US POW released in exchange for Gitmo detainees
US President Barack Obama announced May 31 that prisoner of war Bowe Bergdahl had been released into US custody in exchange for five detainees held at Guantánamo Bay. Bergdahl was the only confirmed US prisoner of war from the conflict in Afghanistan remaining in enemy custody. The Obama administration brokered the deal for Bergdahl's exchange through the Qatari government; once Bergdahl was secured, five high-profile Guantánamo Bay detainees, including the former head of the Taliban army, were transferred to Qatar. Republicans in the US Senate and House of Representatives criticized the exchange, which had been conducted in violation of a law requiring the president to notify Congress 30 days before any detainees are transferred from Guantanamo bay (PDF). The Obama administration maintains that the provision of the law requiring the notification is an unconstitutional violation on his rights as Commander-in-Chief (signing statement, PDF).
Judge orders halt to force-feeding at Gitmo
The US District Court for the District of Columbia on May 16 ordered (PDF) officials at Guantánamo Bay to temporarily suspend forced feedings of a detainee at the facility. Judge Gladys Kessler's unprecedented ruling also bars officials at the facility from subjecting the detainee to so-called forced cell extractions "for the purposes of" tube-feedings until May 21, the date of the next hearing in the case. The ruling also orders the military to preserve more than 100 videos that show the prisoner being forcibly removed from his cell and force-fed. Syrian national Abu Wa'el Dhiab (advocacy website) has been held at Guantánamo Bay since 2002 after being detained in Pakistan. Dhiab has been cleared for release or transfer out of Guantanamo since 2009, and has been refusing food for over a year. Defense Department spokesman Lt. Col. Todd Breasseale stated in an e-mail that "[w]hile the Department follows the law and only applies enteral feeding in order to preserve life, we will, of course, comply with the judge's order here." (Jurist, May 17; Al Jazeera America, May 16)
Panel calls for transfer of Yemeni Gitmo prisoner
The Periodic Review Secretariat, a national security panel under the authority of the US Department of Defense (DoD), on April 24 recommended (PDF) the release of a Yemeni prisoner currently held at Guantánamo Bay. The prisoner, Ali Ahmad Mohamed al-Razihi, was suspected of acting as a bodyguard for Osama bin Laden and has been held at Guantánamo since 2002. The Periodic Review Secretariat determines whether certain individuals detained at Guantánamo represent a continuing significant threat to the security of the US such that their continued detention is warranted. In making the determination, the security review panel considered the detainee's plans for the future and the level of his involvement with al-Qaeda, including his behavior throughout detention. The journalist and Guantánamo expert Andy Worthington released a copy of al-Razihi's statement delivered before the review board of the Periodic Review Secretariat on March 20.

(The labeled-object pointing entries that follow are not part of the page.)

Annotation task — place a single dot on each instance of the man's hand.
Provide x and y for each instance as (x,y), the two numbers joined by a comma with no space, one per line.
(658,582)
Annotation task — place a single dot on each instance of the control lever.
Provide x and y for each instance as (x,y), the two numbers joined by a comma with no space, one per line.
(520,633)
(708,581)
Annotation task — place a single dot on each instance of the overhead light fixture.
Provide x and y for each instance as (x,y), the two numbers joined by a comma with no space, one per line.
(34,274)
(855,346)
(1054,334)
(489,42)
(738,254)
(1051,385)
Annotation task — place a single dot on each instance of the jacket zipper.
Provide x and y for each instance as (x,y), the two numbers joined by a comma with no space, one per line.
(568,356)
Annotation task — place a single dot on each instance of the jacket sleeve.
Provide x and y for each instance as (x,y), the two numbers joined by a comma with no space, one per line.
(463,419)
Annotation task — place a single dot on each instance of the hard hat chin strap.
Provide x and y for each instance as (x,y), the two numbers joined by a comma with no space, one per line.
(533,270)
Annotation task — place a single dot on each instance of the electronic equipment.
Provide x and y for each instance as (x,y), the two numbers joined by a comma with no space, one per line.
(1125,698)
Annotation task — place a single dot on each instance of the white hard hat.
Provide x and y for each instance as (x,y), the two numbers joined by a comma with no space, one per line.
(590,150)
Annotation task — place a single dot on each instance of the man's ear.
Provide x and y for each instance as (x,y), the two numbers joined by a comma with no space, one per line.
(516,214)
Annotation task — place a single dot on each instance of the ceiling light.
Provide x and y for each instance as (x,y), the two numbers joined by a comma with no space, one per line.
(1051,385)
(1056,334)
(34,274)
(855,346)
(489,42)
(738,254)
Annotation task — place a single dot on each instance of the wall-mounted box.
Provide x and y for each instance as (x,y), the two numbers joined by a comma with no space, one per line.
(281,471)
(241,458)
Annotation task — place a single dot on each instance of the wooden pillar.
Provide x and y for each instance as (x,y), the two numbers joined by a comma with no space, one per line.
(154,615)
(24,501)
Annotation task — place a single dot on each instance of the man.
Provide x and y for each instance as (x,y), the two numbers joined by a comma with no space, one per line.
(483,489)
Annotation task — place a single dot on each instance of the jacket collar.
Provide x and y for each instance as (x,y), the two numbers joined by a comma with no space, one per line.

Uruguay agrees to take five Guantánamo prisoners
Uruguayan President Jose Mujica announced on March 20 that his country has agreed with US President Barack Obama to take five inmates at Guantánamo Bay, reportedly stating that they would be "welcome to work and stay with their families in Uruguay." Obama is attempting to live up to his promise to release the remaining prisoners at the camp and to close the facility, but there are still 154 remaining detainees. The five prisoners will be granted refugee status in Uruguay, and though Mujica reportedly agreed to the proposal for humanitarian reasons, he has also acknowledged the possibility of some reciprocal action from the United States, reportedly stating, "I don't do favors for free." Mujica has some personal connection to the prisoners' scenario, having been detained for fourteen years as a guerrilla fighter by the 1973-1985 Uruguayan dictatorship.